Given her attachment to Yi embroidery and confidence in ethnic culture, when her mother suggested she return home to inherit the craft, she decided to do just that in 2014.

"Maybe through my own efforts, we can discover more value in the craft," she says.

Jin (second from right) listens attentively at a conference during this year's two sessions. [Photo provided to China Daily]

After she returned home, Jin began making innovations and developed creative cultural products with Yi embroidery elements, in addition to making traditional clothing.

Her company has developed three main series of creative cultural products. The first is traditional Yi embroidery patterns; the second uses local green peafowl culture in its designs, and the third combines elements of the culture of Mazu, a sea goddess worshipped in China's coastal areas. The products include souvenirs and articles for daily use, like bags, suitcases and teapots.

According to Wang Yubo, governor of Yunnan province, who spoke at an open panel discussion during this year's two sessions, there is a Yi embroidery boom in Chuxiong, with the number of female embroiderers reaching more than 57,000. Last year, the output value of this business in Chuxiong reached 1 billion yuan.

Jin says there are 583 Yi embroidery enterprises or shops in Chuxiong, and the business has encouraged more young people to return home from cities to be involved in it. Only last year, more than 20 young people came back.

The government has issued a number of policies to support the business. For example, technical standards for the handicraft have been issued. People who open Yi embroidery companies can enjoy a loan with very low interest. Jin says the craft has been combined with tourism so that travelers can feel its charm in an immersive way.

Last year, she got the chance to promote the Yi cultural heritage on a global stage, as she was invited to attend Milan Fashion Week to show clothes decorated with Yi embroidery elements.

"People abroad seemed to like and even respect old embroidery," says Jin, adding that they have signed an order with a British brand to add Yi embroidery elements to their clothes, and many other foreign companies have shown interest in future cooperation.

"The experience also expanded my vision. We want to integrate Western styles into our design and make more new things," says Jin.

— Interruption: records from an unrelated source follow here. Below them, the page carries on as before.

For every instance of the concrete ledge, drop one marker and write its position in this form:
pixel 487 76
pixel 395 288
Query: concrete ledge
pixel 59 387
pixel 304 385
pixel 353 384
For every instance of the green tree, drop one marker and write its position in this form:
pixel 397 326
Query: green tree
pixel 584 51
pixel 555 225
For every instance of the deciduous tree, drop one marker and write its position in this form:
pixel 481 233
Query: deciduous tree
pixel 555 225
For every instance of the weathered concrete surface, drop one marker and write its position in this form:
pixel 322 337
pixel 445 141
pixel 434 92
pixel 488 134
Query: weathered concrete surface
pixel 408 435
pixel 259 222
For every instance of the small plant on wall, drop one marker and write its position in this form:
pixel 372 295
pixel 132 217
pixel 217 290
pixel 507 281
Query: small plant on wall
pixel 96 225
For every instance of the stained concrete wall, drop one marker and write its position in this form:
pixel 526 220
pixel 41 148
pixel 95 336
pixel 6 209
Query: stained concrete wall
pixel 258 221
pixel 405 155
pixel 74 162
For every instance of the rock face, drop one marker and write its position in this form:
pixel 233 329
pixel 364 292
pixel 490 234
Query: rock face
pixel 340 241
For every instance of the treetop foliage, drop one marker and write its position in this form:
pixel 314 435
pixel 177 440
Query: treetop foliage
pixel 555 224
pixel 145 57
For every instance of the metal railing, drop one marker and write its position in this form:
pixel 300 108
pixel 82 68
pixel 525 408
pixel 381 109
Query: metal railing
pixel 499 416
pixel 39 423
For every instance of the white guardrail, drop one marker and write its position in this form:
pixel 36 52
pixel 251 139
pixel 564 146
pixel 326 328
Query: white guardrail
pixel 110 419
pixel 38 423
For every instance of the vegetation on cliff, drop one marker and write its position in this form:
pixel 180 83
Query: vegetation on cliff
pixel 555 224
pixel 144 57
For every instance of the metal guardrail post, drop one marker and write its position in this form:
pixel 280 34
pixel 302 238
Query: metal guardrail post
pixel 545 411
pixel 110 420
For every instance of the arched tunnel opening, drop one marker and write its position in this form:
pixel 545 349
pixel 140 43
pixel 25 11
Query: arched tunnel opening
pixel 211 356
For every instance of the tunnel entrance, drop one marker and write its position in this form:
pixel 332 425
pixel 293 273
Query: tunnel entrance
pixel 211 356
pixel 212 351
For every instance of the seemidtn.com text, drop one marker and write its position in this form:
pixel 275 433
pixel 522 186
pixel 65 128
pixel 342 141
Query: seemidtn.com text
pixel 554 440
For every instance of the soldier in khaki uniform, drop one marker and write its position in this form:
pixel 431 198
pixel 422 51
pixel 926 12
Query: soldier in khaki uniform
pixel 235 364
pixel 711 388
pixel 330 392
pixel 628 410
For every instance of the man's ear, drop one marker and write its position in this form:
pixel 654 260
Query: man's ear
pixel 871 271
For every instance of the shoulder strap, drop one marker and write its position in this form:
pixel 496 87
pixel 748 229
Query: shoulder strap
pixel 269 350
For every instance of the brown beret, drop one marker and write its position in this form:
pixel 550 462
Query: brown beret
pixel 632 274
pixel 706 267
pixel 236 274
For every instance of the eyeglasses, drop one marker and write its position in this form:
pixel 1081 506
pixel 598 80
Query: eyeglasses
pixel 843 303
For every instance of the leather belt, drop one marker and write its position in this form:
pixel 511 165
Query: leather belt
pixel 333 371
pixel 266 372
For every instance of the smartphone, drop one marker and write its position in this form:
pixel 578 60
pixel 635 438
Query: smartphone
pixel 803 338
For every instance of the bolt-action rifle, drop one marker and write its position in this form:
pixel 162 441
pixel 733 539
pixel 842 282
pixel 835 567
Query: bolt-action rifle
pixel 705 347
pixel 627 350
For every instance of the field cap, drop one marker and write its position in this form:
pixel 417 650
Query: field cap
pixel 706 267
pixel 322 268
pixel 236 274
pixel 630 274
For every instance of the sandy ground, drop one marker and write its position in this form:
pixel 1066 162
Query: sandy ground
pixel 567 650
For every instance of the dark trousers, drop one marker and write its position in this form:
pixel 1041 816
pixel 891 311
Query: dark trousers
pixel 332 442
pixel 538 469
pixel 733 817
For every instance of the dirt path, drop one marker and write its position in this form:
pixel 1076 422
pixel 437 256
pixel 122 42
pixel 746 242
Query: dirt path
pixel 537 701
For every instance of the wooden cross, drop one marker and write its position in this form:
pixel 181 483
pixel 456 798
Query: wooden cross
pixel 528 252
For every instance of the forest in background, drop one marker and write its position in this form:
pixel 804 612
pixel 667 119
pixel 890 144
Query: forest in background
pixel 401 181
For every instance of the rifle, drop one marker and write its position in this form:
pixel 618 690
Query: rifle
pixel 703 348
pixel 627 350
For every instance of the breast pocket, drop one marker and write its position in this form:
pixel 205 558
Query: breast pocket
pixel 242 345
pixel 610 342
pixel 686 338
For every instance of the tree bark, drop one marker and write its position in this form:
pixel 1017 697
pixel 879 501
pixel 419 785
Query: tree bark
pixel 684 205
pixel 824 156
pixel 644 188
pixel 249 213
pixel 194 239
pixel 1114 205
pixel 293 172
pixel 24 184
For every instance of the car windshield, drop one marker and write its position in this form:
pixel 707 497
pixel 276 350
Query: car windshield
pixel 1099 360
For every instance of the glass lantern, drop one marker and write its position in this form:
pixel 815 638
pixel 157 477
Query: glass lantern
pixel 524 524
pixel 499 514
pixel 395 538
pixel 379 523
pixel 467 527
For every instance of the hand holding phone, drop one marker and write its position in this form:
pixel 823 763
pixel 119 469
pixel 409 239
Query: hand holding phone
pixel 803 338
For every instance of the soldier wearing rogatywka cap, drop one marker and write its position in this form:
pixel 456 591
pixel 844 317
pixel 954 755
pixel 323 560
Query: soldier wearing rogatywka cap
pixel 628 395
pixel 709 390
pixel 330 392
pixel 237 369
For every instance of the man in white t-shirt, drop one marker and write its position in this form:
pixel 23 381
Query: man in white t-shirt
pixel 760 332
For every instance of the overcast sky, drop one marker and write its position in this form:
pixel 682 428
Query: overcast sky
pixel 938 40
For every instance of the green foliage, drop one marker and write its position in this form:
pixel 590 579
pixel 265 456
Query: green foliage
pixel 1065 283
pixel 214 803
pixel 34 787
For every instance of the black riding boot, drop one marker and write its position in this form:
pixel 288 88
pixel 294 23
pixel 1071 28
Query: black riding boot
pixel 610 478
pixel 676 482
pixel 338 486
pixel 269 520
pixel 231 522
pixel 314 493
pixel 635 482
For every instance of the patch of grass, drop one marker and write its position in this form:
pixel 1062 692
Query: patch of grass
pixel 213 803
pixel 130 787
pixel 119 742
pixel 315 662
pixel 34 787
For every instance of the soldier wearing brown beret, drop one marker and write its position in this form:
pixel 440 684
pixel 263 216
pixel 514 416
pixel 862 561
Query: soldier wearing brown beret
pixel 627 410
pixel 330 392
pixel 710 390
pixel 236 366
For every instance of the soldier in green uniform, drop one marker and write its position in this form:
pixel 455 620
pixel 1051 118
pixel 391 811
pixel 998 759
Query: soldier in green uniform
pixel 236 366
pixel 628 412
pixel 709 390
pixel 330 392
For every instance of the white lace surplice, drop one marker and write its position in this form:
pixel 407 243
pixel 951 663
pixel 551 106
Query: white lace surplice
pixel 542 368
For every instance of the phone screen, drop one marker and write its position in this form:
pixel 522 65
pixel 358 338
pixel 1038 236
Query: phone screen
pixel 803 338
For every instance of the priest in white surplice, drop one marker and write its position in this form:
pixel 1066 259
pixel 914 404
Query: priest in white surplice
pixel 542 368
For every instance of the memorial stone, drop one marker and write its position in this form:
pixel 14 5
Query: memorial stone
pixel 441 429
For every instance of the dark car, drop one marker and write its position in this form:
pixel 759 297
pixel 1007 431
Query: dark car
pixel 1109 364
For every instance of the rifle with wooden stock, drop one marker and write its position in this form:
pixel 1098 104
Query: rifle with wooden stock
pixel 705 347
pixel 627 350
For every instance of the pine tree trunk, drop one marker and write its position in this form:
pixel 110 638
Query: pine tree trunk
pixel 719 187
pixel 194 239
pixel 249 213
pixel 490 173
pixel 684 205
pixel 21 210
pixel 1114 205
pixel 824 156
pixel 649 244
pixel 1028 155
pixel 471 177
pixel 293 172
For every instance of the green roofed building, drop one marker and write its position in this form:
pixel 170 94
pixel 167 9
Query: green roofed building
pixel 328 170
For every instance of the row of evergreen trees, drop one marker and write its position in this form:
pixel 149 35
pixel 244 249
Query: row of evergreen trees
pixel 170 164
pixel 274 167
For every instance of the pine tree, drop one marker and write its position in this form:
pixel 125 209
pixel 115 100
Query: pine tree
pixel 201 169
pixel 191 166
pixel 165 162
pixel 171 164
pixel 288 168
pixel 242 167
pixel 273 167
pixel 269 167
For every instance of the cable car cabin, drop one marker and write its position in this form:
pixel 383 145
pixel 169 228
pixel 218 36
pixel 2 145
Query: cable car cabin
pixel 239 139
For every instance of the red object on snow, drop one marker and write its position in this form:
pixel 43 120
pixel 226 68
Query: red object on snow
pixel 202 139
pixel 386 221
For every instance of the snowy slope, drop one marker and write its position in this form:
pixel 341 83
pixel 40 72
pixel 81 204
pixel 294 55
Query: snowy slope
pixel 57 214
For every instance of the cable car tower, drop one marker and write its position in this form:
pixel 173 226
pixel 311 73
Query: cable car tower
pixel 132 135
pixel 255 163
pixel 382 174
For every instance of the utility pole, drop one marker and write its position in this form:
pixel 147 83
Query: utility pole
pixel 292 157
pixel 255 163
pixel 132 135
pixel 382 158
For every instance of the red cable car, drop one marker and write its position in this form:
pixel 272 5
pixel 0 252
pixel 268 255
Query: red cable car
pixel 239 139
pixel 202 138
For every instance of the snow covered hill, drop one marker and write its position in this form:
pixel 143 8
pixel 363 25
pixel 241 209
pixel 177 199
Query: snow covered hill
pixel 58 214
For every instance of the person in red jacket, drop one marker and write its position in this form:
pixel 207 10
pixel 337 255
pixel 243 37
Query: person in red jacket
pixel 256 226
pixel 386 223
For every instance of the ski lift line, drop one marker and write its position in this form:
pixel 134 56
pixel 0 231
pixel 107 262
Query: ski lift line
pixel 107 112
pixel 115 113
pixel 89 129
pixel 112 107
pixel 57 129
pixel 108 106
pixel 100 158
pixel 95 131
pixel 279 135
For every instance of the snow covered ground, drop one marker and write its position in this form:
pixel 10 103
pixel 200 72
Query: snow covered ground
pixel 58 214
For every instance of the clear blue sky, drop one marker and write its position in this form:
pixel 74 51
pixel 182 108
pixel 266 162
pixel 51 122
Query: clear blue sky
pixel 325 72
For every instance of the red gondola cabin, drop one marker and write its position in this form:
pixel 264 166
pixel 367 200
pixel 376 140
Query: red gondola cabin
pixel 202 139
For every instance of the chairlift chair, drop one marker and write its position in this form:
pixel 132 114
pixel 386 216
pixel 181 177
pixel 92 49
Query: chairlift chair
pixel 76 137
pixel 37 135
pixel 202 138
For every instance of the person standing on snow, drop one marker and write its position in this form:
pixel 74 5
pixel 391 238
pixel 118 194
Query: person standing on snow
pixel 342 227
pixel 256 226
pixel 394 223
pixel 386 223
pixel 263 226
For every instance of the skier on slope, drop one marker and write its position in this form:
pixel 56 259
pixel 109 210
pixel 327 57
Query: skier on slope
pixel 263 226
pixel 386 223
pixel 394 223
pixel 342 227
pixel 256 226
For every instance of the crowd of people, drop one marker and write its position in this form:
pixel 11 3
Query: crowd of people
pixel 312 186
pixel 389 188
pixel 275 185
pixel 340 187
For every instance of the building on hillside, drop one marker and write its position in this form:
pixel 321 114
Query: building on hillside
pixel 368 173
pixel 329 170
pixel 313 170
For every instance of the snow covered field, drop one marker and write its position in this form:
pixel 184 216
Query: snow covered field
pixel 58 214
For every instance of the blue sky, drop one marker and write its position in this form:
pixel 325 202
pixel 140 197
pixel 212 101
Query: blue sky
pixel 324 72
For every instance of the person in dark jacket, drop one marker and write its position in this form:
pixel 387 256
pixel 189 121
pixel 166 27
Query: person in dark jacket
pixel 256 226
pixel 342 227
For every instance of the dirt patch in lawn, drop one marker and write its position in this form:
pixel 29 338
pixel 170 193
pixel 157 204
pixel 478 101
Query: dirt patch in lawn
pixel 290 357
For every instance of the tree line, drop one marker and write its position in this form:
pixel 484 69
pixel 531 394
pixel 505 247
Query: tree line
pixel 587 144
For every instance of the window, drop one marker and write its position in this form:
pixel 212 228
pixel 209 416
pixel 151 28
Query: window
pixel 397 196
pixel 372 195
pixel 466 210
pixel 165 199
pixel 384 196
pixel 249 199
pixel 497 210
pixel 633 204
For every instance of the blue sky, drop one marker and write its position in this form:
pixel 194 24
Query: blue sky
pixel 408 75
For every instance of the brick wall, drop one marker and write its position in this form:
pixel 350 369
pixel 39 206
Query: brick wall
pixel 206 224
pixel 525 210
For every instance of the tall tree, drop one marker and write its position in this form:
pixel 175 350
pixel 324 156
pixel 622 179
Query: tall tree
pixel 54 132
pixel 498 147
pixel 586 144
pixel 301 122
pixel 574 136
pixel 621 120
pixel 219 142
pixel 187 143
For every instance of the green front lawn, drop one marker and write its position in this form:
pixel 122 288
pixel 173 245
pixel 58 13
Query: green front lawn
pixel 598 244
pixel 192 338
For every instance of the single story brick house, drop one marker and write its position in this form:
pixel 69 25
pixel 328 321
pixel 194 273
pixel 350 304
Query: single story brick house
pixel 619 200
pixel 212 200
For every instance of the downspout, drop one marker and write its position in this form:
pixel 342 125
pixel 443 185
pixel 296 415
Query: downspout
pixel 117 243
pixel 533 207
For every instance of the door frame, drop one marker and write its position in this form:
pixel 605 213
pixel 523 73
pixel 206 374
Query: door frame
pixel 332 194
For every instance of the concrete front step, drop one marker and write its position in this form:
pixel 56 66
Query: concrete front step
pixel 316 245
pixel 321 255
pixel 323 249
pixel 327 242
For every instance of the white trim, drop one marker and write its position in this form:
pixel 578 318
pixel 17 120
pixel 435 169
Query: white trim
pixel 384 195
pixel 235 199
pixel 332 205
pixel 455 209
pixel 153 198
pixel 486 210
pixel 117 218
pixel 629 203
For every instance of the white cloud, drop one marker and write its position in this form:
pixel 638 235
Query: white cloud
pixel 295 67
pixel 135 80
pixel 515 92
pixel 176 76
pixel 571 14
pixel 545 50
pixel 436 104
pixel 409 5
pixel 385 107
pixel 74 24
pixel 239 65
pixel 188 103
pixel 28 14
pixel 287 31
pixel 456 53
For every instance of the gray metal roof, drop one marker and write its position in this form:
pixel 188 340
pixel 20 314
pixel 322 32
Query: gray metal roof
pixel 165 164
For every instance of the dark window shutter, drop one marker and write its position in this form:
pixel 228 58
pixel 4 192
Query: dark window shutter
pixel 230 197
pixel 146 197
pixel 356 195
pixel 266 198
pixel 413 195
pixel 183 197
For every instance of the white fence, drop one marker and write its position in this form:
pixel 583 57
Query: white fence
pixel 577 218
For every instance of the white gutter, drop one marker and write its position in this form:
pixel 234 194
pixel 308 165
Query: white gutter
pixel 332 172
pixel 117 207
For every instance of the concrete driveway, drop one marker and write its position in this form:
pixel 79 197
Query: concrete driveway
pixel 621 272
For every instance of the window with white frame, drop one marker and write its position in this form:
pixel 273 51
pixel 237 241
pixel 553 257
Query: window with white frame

As an NPC deputy, she advised further support for the inheritance and development of intangible cultural heritage at this year's two sessions. She also hopes to provide more psychological help for left-behind children whose parents have migrated to cities to work, leaving them in villages with their grandparents.

"I have noticed that some young people in my hometown, without the oversight of parents, may get into trouble. As a result, I hope more attention will be provided for their psychological welfare," says Jin.